In the IoT, data are transferred between objects using a wireless medium; therefore, it becomes critical to ensure the privacy and security of information. There could be a number of attacks such as physical attacks or wireless information attacks, which can affect the security and authenticity of the transmitted information. The attacker can attack the IoT devices physically or steal the information during transmission. Most of the IoT devices do not accept security packages, which leads to low self-defense.

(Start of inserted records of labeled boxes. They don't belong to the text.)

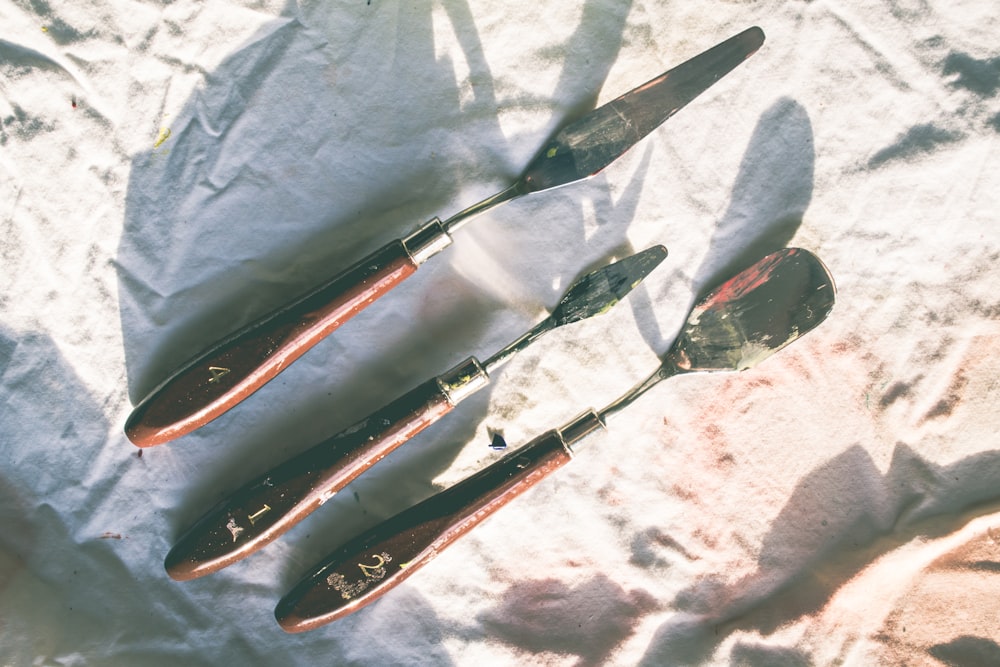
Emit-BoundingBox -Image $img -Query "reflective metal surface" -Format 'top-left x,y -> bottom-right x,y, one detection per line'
601,248 -> 837,418
483,245 -> 667,373
444,27 -> 764,233
521,27 -> 764,192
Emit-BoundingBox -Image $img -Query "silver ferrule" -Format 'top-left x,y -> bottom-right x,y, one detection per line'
403,218 -> 451,266
559,410 -> 604,454
437,357 -> 490,405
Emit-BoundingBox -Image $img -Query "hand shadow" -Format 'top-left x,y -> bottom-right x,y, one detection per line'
117,0 -> 636,612
694,98 -> 816,300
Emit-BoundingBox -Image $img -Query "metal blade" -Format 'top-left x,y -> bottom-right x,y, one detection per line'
518,27 -> 764,194
663,248 -> 836,372
549,245 -> 667,328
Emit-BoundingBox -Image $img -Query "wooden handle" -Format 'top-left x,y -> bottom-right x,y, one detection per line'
164,358 -> 488,581
125,218 -> 451,447
274,420 -> 584,632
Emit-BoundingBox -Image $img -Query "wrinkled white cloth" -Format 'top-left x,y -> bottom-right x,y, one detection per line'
0,0 -> 1000,666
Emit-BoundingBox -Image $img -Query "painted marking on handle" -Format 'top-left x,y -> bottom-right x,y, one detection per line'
247,503 -> 271,526
326,551 -> 392,600
226,517 -> 243,542
208,366 -> 232,384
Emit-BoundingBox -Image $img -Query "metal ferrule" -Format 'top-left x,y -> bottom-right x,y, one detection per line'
403,218 -> 451,266
559,410 -> 604,454
437,357 -> 490,405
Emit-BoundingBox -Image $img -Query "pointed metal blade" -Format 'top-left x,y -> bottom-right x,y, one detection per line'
519,27 -> 764,194
549,245 -> 667,328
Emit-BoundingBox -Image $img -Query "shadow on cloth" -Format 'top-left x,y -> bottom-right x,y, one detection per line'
111,0 -> 648,661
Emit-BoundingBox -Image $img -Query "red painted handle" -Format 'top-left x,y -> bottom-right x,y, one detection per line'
274,415 -> 584,632
165,359 -> 488,580
125,219 -> 450,447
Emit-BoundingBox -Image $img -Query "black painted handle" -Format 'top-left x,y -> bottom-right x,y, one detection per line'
274,420 -> 599,632
164,359 -> 488,580
125,219 -> 450,447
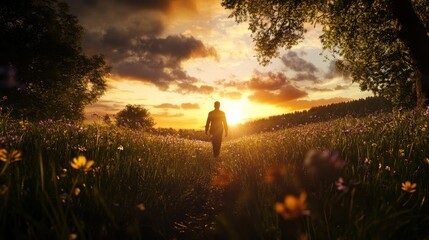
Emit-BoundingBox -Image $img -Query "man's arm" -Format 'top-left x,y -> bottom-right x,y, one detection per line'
206,113 -> 211,135
223,113 -> 228,137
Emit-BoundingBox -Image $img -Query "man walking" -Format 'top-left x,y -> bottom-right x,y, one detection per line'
206,101 -> 228,158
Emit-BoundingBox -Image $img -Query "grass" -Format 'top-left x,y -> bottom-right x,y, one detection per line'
0,111 -> 429,239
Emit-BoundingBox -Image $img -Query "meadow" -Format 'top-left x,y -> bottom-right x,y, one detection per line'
0,110 -> 429,239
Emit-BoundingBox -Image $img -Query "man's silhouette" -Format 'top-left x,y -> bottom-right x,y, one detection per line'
206,101 -> 228,158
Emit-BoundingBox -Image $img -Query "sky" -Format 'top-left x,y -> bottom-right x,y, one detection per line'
67,0 -> 372,129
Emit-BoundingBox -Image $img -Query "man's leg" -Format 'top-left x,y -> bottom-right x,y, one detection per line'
212,135 -> 222,158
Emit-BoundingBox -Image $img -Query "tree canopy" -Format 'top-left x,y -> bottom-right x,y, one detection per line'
116,104 -> 155,129
222,0 -> 429,105
0,0 -> 109,120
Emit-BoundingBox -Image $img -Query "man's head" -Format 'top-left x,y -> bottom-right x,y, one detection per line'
215,101 -> 220,110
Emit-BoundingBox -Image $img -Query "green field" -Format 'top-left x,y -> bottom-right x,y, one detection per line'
0,111 -> 429,239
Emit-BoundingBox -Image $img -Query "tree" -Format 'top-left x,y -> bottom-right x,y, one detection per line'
222,0 -> 429,105
0,0 -> 109,120
116,104 -> 155,129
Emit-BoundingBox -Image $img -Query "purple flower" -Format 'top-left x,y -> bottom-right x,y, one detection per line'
335,177 -> 350,192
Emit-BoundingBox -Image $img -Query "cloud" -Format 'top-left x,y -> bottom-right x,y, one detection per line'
281,51 -> 318,73
249,85 -> 308,106
177,82 -> 214,94
68,0 -> 219,92
152,112 -> 185,118
220,92 -> 243,100
180,103 -> 200,110
91,32 -> 217,90
215,79 -> 247,90
87,100 -> 124,115
306,85 -> 350,92
282,97 -> 351,111
290,73 -> 320,83
153,103 -> 180,109
248,72 -> 287,90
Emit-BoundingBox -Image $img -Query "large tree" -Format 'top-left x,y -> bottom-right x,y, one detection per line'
222,0 -> 429,105
0,0 -> 109,120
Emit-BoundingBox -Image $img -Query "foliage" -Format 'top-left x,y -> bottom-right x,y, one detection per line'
234,97 -> 392,136
0,0 -> 109,120
222,0 -> 429,106
116,104 -> 155,129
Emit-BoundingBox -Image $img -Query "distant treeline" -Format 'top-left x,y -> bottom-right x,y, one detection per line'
152,97 -> 393,141
237,97 -> 393,135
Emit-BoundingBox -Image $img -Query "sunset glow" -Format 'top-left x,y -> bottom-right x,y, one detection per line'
69,0 -> 371,129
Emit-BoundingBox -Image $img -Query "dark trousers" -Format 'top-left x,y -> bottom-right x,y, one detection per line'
212,134 -> 222,157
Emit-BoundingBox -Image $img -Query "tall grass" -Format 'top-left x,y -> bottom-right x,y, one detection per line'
0,109 -> 429,239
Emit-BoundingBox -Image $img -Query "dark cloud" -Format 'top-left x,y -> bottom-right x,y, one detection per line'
334,85 -> 350,90
306,85 -> 350,92
87,100 -> 124,114
220,92 -> 243,100
152,112 -> 185,118
177,82 -> 214,94
215,79 -> 247,90
281,51 -> 318,73
248,72 -> 287,90
306,87 -> 333,92
87,31 -> 217,91
290,73 -> 320,83
66,0 -> 195,15
180,103 -> 200,110
63,0 -> 218,91
324,60 -> 350,79
249,85 -> 308,105
153,103 -> 180,109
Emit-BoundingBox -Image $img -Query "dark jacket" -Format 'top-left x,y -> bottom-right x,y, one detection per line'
206,110 -> 228,136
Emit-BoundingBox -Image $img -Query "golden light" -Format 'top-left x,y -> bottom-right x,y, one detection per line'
226,111 -> 243,125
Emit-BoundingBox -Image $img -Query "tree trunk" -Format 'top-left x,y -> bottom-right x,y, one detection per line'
391,0 -> 429,107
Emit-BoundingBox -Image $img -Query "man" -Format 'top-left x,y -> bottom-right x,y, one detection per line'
206,101 -> 228,158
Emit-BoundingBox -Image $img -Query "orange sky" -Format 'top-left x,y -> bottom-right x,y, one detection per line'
69,0 -> 371,129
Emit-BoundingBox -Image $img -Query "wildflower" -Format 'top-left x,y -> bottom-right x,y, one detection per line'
0,184 -> 9,195
399,149 -> 405,157
212,169 -> 232,187
274,192 -> 310,220
363,158 -> 372,164
73,188 -> 80,196
0,149 -> 22,163
402,181 -> 417,193
264,166 -> 286,184
136,203 -> 146,211
70,155 -> 94,172
335,177 -> 350,192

Privacy means to ensure three things: firstly who collects the personal information, secondly how this information is collected, and lastly the time when the information is gathered. Moreover, the acquired personal information must be used by an authorized person and should be stored on an authorized server, and only an authorized client should be able to access the information [41].

4.2 Process Challenges

Challenges relating to the processing of Big Data are discussed below.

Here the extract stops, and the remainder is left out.